/ 17 August 2001

New faces of opera

About 98% of the Cape Town Opera choir is black, writes Barry Streek

Opera in South Africa, especially in the “racist” Western Cape, has suddenly gone black. In the process, the image of opera as elite, Eurocentric art and entertainment has all but disappeared.

Today 98% of the Cape Town Opera choir is black, as are many of its soloists. Graduates of its training programmes, such as Abel Motsoadi, are studying in the United States, while others are singing abroad and in other parts of South Africa.

The Spier Trust’s Carmen was booked for a two-week run in London. It has now completed a three-month run to packed houses in the English capital and has an offer to perform in New York. It is also being brought back to South Africa for at least one performance in Johannesburg next month.

Two of the soloists in Carmen are Luzuko Mahlaba and Pauline Malefane, who both graduated from the Cape Town Opera Studio programme.

Music critic Deon Irish says the Cape Town Opera choir is “marvellous” and “overseas visitors get gobsmacked when they first hear them”.

The emergence of black opera in the Cape has been the result of tutoring programmes established in 1989 at Cape Town Opera by Dr Angelo Gobbato, director of the University of Cape Town’s (UCT) Opera School.

Gobbato says there are some extraordinarily talented artists in South Africa who, with some training, could easily compete internationally. It saddens him how much talent had been lost in the past because people in black and coloured communities did not have opportunities or refused to participate in “apartheid” or “elite” art.

Cape Town Opera struggles financially despite its annual budget of R6,5-million, much of which comes from a grant by the Western Cape Cultural Commission. It also gets a small grant from the National Arts Council and substantial private-sector support. With this the Opera runs its choral training programme for talented young singers. More than 300 people audition for this programme annually.

Gobbato says the selection is impossible because the voice quality is so high, but only 24 singers are accepted. They are given voice and stagecraft lessons and basic courses in operatic languages such as French, Italian and German. They also participate in operas in Cape Town. At the end of the programme the singers are ready for formal training at musical schools.
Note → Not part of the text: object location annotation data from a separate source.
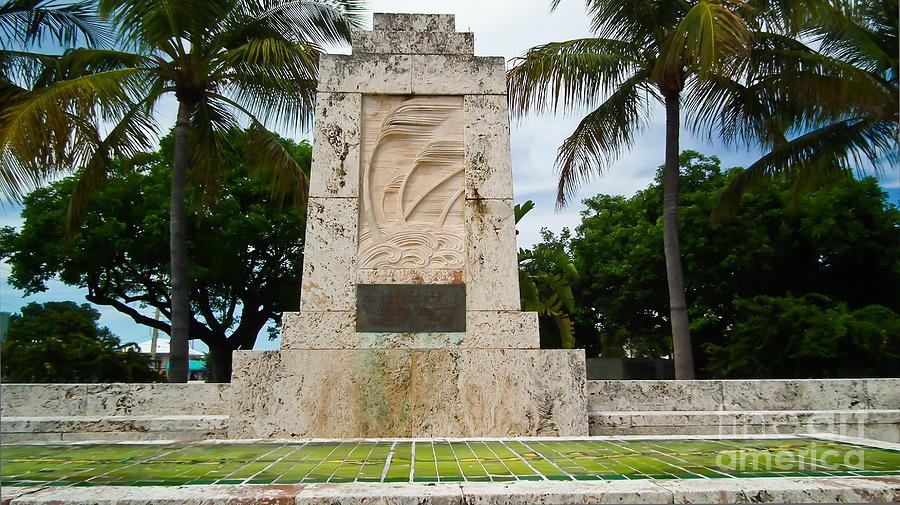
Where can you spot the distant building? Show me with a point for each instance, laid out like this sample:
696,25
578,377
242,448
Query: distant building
196,361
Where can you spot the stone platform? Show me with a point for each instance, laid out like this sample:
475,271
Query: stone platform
408,393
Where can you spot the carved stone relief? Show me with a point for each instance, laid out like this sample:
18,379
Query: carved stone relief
412,187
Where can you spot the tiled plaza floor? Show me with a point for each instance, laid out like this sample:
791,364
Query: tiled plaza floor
418,461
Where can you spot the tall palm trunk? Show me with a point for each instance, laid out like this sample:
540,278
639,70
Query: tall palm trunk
681,330
178,350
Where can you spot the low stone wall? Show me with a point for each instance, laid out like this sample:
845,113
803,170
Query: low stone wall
868,408
70,412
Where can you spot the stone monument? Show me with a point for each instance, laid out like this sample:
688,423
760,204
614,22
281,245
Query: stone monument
410,323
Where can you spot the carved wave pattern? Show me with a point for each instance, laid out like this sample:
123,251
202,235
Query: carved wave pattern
413,188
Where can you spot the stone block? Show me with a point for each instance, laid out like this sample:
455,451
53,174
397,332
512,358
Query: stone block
42,400
493,329
413,42
636,395
882,393
436,74
156,399
320,393
330,255
366,73
492,279
407,393
335,156
319,330
496,393
409,276
800,394
413,22
488,167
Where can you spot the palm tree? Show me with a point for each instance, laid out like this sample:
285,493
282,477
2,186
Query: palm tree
26,25
650,50
220,59
819,91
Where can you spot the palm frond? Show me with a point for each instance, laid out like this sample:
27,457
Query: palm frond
708,36
33,22
603,134
817,157
569,74
264,153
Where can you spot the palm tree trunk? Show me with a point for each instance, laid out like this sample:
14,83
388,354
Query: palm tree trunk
681,329
178,350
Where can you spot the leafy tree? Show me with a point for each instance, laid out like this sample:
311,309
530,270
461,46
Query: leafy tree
246,250
25,26
61,342
546,274
841,243
643,51
807,337
219,58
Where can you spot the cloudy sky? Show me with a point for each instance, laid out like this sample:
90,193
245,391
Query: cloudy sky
502,28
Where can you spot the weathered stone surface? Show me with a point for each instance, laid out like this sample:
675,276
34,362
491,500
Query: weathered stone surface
409,276
882,393
42,399
55,400
612,395
488,166
382,21
806,394
411,393
330,255
486,392
325,393
365,73
319,330
413,42
492,271
493,329
335,155
436,74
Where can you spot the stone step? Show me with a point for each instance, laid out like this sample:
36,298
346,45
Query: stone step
876,424
76,428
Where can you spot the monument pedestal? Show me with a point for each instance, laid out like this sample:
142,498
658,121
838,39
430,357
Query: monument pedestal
385,393
409,321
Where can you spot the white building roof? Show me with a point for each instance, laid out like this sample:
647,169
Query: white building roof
162,347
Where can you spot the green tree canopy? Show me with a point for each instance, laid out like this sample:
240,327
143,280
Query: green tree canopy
61,342
841,243
246,250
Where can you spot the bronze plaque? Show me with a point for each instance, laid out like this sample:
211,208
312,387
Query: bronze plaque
410,308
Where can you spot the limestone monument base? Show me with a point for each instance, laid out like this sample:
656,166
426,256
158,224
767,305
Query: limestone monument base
410,323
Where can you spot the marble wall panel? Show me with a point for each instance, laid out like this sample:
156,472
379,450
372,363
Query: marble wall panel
436,74
330,255
882,393
335,157
483,392
413,42
492,281
613,395
494,329
327,393
366,73
319,330
488,166
415,22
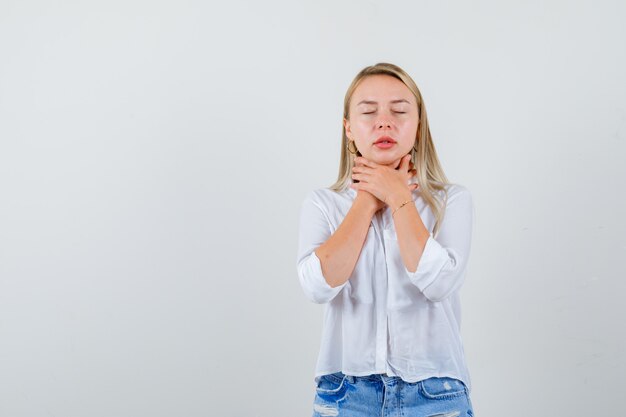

Cape Town Opera also has a full-time vocal ensemble that participates in its choirs. It consists of 24 singers who are chosen from about 50 hopefuls on the basis of their potential. The programme is sponsored by Sanlam.

In addition, the Opera has a studio programme in which talented singers are trained to be soloists. Motsoadi, Malefane and Mahlaba are among those who have participated in this programme, which is funded by Demindex. The programme takes 10 people over two years, with five new entrants every year.

The Cape Town Opera receives one-year grants so it cannot offer singers more than a year’s contract. “If only we could get guaranteed three-year funding we could offer them some security,” says Gobbato.

He says even after the Nico Malan Theatre complex was opened and black and coloured people could get permits to be in choirs and orchestras there was a lot suspicion about opera, which was regarded as representative of the apartheid system.

However, with colleagues at UCT like Michael Williams and Vetta Wise, and the extraordinary talent they discovered, the situation started to change. Quite coincidentally, the university opera school was approached by singers of considerable calibre, like Motsoadi, Sibongile Mngoma, Fikile Nvimjelwa and Marcos de Sando, and this facilitated the process of transformation.

“Difficult as it has been it remains very gratifying to see such talent reaching its potential and growing,” says Gobbato. “It is a groundswell that is going on and it is more than the actual training. It is creating human values in people such as getting to a rehearsal on time and building a sense of self-worth that will increase opportunity and enable them to be valuable members of society.”

Gobbato demonstrates what this means. In a rehearsal room at UCT he sits down at a small grand piano and a group of students gather to sing a chorus from Verdi’s Macbeth. Their magnificent voices and enthusiasm immediately fill the room. Opera in South Africa has changed forever.